What's That Bug? does not endorse extermination

Subject: Crazy bug
Location: North LOUISIANA
May 30, 2017 1:52 pm
What is this?!
Signature: Amansa

Toe-Biter

Dear Amansa,
This is a Giant Water Bug, sometimes called a Toe-Biter or Electric Light Bug.  It is an aquatic predator that is capable of flying and is frequently attracted to lights.  It should be handled with caution as it is capable of giving a painful bite.

What's That Bug? does not endorse extermination

Subject: What is this bug
Location: NE Pennsylvania l
May 24, 2017 5:26 pm
Is this a giant waterbug? The bug pictured is almost 3in in length.
Regards,
Signature: Mike

Toe-Biter

Dear Mike,
This is indeed a Giant Water Bug, commonly called a Toe-Biter.

What's That Bug? does not endorse extermination

Subject: Large Army Green Beetle
Location: Terlingua Ranch, West Texas
May 5, 2017 2:37 pm
We found this guy on top of our water catchment barrel in West Texas, next to Big Bend National Park. He was big enough to fit in a teaspoon, which I used to get him out. He sprang off the spoon with those powerful back legs. He didn’t attempt to fly, but it looks as if it has wings of some sort under that hard exterior. I am certainly curious about this one. We see so many unique insects out there, but this one is a mystery. I love his little eyes….
Yes, I did take this photo and you can use it if you would like.
Thank you for any info you could give.
Signature: Jo

Giant Diving Beetle

Dear Jo,
This is a Predaceous Diving Beetle in the genus Dytiscus, and it is an aquatic species that can also fly from one watery environment to another, so finding it on the water catchment barrel makes perfect sense.  At first we thought it must be the Giant Green Water Beetle,
Dytiscus marginicollis, but that species is only reported from the far west, and according to BugGuide:  “posterior yellow band of pronotum broad especially in the middle” and your individual is lacking that band.  Based on this BugGuide image, we now suspect it might be Dytiscus carolinus, though other images of the species show strong grooves in the elytra.  It is described on BugGuide as being “Abdominal sterna colouration reddish to black and elytra with no yellow subapical transverse fascia.”  But for the coloration, that description does fit.  This FlickR image also resembles your individual.  So though we cannot commit to a species, we are confident that this is a Predaceous Diving Beetle in the genus Dytiscus.  Perhaps mardikavana who frequently writes in with identifications might be able to provide a species identification, however we have a previous comment from mardikavana that states:  “I can’t definitely ID it because when you are dealing with dytiscus sp. you need to see the underside as well. “

Correction:  May 14, 2017
Thanks to a comment from Zach Bruder, we learned this is a Giant Diving Beetle,
Cybister fimbriolatus, and according to BugGuide:  “Similar to Dytiscus, but metatarsal claws different.
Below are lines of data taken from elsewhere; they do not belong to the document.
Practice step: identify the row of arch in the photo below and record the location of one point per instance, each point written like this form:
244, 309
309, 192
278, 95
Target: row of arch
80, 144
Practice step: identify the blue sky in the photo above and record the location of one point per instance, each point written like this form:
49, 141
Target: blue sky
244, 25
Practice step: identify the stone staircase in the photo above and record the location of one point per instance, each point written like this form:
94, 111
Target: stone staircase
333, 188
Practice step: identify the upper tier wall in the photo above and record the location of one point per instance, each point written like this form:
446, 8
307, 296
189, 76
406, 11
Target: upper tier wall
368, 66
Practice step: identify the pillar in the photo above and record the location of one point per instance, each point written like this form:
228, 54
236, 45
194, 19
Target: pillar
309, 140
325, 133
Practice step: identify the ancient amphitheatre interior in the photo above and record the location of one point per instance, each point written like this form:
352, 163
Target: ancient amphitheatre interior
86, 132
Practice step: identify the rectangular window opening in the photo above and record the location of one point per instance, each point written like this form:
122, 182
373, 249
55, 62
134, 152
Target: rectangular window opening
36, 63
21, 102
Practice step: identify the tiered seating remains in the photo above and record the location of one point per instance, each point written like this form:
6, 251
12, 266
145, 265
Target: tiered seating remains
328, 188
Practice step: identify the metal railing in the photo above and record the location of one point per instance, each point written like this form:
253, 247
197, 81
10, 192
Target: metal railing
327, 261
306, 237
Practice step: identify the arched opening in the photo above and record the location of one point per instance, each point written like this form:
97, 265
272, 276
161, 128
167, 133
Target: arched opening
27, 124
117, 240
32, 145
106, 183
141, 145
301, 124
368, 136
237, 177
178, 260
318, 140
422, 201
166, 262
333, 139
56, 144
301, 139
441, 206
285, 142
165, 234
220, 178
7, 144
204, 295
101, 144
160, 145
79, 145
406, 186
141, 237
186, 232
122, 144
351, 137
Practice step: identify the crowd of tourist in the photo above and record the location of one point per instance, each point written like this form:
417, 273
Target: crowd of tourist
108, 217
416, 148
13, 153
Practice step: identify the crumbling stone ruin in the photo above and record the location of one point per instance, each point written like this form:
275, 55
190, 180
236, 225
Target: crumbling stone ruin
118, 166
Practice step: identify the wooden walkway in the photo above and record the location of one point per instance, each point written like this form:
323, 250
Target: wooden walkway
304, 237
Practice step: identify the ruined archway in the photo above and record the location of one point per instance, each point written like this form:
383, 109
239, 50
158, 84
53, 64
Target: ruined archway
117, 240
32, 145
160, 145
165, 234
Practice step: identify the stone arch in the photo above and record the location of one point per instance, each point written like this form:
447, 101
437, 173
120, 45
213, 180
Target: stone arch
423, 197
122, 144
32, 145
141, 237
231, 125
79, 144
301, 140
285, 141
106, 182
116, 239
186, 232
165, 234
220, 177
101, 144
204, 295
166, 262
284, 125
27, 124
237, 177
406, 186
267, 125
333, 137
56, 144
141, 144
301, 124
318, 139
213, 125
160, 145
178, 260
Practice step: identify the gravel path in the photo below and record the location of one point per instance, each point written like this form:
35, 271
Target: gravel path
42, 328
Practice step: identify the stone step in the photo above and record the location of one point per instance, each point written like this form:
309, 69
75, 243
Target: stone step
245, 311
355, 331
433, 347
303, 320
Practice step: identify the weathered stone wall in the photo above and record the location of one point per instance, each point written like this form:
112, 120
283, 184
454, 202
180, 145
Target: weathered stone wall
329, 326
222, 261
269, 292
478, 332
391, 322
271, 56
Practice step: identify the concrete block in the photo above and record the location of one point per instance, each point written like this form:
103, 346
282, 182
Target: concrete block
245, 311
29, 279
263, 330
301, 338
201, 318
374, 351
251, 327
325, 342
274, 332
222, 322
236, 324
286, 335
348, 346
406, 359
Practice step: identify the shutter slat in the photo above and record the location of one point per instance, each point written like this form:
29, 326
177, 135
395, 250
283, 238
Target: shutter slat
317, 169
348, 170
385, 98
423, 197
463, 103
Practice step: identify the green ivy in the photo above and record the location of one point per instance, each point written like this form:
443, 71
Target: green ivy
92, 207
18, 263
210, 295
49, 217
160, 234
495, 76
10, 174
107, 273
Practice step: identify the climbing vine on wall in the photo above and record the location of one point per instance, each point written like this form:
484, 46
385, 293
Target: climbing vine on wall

Elytra and pronotum smooth in male. Dilated male protarsus differs in details from that of Dytiscus. Female Cybister has fine furrows on pronotum.”  Here is a BugGuide image of a greenish individual.

What's That Bug? does not endorse extermination

Subject: blood worms
Location: Mount Washington, Los Angeles, California
May 1, 2017 9:18 pm
Though it might make us unpopular with the neighbors, we keep standing water in the yard for wildlife, and we skim with a net daily to feed Mosquito Larvae to the Angelfish, and Boris is still thriving alone in his tank since killing Medea Luna several years ago.  This week the Mosquito Larvae have been replaced by Blood Worms, the larvae of non-biting Midges, and Boris has been greedily eating everyone put in the tank.